11. At Hope 4 Hurting Kids, part of our goal is to get the local church to step up and minister to children of divorce. What advice or words of wisdom would you offer to church leaders about why and how they should serve the children of divorce?
I think it is vital that all children feel safe, loved and accepted in a house of worship. It might be helpful for a small group of kids with divorce in their families to get together to discuss topics important to them, as long as the adult facilitator is truly supportive and not judgmental (like in the case of a child expressing anger toward a parent). The last thing these children need is to be scolded for feelings that they are trying to sort out!
In addition, these children should be included in all children’s ministry programs whenever possible. It seems like a small thing, but church school leaders and organizers need to understand that children with divorce in their family may not be able to participate in weekly events through no fault of their own. When other children get a prize of some sort for perfect attendance, the child who shuttles between parents feels like he or she is being punished for something beyond his or her control.
12. If you could say one thing to a child whose parents are currently getting divorced, what would it be?
Divorce is a grown-up problem! It is absolutely NOT your fault!
13. I understand you’ve written another book to help kids adjust to living in a blended family. Can you tell us a little about that book?
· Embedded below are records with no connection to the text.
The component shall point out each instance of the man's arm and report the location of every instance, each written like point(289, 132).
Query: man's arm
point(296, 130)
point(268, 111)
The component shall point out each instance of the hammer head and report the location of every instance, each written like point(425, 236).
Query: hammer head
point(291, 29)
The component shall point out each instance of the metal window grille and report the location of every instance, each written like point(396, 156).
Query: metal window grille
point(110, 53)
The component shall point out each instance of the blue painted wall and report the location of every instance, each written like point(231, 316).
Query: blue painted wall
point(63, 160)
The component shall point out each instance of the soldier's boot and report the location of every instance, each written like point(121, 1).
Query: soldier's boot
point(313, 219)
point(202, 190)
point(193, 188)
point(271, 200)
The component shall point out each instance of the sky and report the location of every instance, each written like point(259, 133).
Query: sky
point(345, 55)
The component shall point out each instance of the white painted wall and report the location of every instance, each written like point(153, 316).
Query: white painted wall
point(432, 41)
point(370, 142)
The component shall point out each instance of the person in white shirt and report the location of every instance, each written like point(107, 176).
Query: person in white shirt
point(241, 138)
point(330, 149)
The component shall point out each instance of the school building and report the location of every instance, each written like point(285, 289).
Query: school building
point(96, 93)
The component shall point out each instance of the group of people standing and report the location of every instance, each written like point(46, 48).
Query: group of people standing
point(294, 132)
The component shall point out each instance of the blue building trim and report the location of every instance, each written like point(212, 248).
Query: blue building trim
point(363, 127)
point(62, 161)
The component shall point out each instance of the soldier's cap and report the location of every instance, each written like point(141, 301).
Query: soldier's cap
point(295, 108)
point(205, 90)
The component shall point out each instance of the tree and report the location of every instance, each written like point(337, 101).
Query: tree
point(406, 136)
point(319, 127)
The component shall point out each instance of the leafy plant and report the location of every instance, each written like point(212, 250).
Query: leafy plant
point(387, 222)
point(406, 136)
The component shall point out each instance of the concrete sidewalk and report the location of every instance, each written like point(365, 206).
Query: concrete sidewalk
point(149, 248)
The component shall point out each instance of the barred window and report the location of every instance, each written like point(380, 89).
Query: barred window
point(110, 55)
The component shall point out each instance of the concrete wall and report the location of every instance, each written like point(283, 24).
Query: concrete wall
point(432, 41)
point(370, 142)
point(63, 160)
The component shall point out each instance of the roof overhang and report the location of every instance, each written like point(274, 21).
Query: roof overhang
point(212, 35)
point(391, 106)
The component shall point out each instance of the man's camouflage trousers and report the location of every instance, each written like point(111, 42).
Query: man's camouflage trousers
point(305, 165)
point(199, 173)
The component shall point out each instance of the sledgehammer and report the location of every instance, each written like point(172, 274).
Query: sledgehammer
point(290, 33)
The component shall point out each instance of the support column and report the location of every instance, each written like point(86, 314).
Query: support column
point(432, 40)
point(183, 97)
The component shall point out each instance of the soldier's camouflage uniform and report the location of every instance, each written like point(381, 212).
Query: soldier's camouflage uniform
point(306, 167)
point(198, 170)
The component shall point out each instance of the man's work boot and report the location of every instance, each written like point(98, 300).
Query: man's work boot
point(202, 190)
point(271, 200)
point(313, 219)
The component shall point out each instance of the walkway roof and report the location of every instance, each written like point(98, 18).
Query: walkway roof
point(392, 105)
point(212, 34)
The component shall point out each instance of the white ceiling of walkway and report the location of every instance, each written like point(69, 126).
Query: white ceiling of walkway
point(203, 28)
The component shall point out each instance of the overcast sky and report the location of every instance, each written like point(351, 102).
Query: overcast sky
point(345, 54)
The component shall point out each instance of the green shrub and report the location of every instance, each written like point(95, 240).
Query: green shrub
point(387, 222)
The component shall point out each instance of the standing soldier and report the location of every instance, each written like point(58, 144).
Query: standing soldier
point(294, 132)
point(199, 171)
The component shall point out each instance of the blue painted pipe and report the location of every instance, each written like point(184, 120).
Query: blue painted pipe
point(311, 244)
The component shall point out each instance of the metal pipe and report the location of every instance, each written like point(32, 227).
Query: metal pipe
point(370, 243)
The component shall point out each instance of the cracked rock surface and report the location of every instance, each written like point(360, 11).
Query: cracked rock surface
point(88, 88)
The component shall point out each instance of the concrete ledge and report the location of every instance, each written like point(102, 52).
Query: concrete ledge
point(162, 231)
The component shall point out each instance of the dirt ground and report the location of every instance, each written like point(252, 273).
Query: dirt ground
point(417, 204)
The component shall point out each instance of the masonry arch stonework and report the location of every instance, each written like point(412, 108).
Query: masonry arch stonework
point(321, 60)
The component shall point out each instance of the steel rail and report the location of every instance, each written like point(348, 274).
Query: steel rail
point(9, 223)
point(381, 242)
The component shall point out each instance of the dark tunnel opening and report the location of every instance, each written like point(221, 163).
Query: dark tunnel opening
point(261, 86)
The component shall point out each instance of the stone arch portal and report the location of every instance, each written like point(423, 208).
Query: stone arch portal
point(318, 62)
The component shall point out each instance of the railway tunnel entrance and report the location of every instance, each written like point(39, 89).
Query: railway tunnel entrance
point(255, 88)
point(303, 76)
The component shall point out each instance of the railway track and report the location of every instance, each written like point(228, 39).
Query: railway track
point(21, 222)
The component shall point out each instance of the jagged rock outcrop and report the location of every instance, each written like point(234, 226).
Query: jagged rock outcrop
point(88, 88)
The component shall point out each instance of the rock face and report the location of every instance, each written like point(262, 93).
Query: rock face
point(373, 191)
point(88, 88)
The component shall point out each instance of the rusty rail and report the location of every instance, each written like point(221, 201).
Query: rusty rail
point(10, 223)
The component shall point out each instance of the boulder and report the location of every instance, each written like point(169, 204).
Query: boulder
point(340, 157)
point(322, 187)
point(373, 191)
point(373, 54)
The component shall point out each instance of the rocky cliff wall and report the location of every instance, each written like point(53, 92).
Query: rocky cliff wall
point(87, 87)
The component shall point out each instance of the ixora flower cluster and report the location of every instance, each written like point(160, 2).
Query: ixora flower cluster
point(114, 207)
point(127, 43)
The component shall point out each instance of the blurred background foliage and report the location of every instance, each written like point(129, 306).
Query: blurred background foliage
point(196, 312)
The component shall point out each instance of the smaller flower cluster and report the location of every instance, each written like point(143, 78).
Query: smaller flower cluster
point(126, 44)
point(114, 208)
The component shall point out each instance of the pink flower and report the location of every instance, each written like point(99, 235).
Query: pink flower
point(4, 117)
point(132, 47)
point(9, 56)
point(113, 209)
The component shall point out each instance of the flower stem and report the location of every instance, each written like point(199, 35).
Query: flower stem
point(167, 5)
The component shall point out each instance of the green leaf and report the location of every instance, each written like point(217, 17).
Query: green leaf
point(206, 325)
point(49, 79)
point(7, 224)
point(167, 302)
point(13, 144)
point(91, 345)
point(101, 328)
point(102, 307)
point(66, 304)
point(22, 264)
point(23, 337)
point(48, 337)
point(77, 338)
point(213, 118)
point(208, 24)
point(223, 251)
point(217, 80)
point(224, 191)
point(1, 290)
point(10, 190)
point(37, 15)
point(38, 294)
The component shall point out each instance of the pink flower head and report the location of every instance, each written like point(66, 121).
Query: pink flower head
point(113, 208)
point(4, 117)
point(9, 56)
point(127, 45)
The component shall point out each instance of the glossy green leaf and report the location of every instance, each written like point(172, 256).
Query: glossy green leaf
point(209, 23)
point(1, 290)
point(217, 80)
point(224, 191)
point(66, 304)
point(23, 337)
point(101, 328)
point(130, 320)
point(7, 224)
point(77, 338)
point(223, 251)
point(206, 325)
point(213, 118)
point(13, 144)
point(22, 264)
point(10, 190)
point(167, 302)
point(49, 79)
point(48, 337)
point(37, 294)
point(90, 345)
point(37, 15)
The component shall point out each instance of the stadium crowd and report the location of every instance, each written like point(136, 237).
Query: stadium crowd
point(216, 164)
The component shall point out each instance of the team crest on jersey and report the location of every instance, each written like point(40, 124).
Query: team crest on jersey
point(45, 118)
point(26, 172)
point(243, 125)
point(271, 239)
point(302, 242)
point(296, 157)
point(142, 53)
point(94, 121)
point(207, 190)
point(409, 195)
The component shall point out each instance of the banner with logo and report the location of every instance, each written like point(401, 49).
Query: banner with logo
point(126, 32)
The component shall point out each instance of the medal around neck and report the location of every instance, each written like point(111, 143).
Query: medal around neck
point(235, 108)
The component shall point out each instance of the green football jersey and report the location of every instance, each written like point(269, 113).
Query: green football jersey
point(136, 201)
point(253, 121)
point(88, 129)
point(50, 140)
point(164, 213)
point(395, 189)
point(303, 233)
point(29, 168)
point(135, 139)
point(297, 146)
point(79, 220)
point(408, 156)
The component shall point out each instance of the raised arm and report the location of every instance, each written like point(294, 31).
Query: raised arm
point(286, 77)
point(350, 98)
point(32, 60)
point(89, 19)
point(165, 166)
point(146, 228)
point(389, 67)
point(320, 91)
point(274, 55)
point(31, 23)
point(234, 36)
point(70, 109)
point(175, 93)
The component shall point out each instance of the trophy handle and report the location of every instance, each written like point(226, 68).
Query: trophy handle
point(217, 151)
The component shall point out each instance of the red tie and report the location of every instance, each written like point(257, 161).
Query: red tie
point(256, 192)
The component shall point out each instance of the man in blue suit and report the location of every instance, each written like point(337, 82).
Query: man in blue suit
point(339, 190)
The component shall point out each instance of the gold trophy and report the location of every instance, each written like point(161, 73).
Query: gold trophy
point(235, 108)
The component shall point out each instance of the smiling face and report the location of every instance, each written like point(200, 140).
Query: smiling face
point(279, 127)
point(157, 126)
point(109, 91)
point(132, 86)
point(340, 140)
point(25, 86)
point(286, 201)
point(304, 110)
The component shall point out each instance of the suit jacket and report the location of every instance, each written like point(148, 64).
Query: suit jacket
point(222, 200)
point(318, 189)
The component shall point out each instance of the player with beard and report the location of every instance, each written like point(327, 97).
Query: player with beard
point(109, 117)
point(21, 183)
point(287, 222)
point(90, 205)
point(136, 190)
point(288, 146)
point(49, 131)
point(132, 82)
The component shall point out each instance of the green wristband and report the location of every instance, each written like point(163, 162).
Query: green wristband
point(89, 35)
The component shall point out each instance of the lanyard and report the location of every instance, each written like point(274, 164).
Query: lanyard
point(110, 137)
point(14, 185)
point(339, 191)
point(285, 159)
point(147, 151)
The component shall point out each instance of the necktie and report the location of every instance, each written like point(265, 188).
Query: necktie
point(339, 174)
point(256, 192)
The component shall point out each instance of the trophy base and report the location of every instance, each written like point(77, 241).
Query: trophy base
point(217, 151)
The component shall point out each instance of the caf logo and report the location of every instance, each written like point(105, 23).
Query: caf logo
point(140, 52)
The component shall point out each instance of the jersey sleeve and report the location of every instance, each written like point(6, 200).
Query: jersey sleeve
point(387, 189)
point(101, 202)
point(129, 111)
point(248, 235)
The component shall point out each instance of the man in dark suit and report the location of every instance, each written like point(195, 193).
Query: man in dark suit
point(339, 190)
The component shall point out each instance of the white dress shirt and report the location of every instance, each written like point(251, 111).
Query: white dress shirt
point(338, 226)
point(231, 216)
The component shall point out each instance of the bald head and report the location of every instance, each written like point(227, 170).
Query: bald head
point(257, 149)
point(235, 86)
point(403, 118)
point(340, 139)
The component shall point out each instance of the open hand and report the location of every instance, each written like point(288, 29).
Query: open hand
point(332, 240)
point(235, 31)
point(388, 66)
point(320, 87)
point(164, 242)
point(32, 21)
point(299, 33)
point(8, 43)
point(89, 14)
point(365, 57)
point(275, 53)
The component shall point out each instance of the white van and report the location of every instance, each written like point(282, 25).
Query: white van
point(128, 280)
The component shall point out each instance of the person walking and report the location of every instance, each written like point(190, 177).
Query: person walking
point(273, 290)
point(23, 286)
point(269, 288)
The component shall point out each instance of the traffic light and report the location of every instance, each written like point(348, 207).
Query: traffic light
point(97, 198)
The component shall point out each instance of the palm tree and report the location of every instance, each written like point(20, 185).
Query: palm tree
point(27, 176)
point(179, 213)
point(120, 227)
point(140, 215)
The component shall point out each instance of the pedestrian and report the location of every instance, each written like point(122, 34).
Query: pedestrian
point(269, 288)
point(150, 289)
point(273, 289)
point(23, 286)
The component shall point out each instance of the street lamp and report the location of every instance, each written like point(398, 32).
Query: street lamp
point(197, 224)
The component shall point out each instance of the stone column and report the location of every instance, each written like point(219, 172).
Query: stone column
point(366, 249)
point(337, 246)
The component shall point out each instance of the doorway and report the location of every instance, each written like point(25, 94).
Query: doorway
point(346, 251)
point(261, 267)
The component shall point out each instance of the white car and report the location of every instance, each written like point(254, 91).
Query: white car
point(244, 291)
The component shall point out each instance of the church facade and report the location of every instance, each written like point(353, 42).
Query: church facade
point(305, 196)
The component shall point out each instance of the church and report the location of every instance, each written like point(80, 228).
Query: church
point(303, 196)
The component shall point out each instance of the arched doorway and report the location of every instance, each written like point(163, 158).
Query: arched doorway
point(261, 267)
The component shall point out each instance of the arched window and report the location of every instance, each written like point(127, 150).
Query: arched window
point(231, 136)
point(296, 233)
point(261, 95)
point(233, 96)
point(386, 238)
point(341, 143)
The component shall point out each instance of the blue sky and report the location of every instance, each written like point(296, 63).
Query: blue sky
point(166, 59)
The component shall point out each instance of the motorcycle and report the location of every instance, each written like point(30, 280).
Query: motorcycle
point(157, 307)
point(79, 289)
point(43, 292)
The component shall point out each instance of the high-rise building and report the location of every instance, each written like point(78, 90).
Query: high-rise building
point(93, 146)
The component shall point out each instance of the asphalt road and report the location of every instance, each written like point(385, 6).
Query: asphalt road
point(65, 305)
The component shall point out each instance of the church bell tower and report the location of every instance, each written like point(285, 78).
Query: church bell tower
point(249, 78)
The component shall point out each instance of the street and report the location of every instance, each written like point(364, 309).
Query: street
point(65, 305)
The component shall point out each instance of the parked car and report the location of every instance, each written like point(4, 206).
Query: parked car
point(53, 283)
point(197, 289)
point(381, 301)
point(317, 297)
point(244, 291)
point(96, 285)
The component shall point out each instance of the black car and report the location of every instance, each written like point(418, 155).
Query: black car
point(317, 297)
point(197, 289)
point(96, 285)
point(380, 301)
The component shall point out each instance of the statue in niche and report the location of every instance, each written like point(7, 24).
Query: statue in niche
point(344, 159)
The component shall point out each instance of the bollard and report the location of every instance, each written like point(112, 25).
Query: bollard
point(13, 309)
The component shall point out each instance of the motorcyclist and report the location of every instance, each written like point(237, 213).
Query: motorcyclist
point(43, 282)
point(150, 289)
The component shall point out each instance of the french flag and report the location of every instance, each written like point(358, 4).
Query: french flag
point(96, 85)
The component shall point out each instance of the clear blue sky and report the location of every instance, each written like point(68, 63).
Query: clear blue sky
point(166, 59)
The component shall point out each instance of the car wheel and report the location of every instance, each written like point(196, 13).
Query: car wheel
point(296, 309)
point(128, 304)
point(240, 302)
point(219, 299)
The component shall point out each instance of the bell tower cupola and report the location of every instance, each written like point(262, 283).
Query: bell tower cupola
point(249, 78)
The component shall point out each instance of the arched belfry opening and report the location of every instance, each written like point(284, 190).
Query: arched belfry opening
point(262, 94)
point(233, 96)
Also published by the American Psychological Association’s Magination Press, “Do You Sing Twinkle? A Story about Remarriage and New Family” is a sequel to “Was It the Chocolate Pudding?” It had been a while since the divorce in their family, and the Chocolate Pudding boys had adjusted to the situation. However, everything changes when Mom gets remarried, has stepdaughters and moves out of town! At bedtime Little Buddy worries that Mom is singing Twinkle to those girls. “She shouldn’t sing Twinkle to anybody but my brother and me!” This story addresses many feelings and questions that children may have while adjusting to remarriage and a blended family after their parents’ divorce. The book offers suggestions on ways for parents to stay connected with their children and talk about common but difficult emotions that can come with divorce, remarriage, or blended families.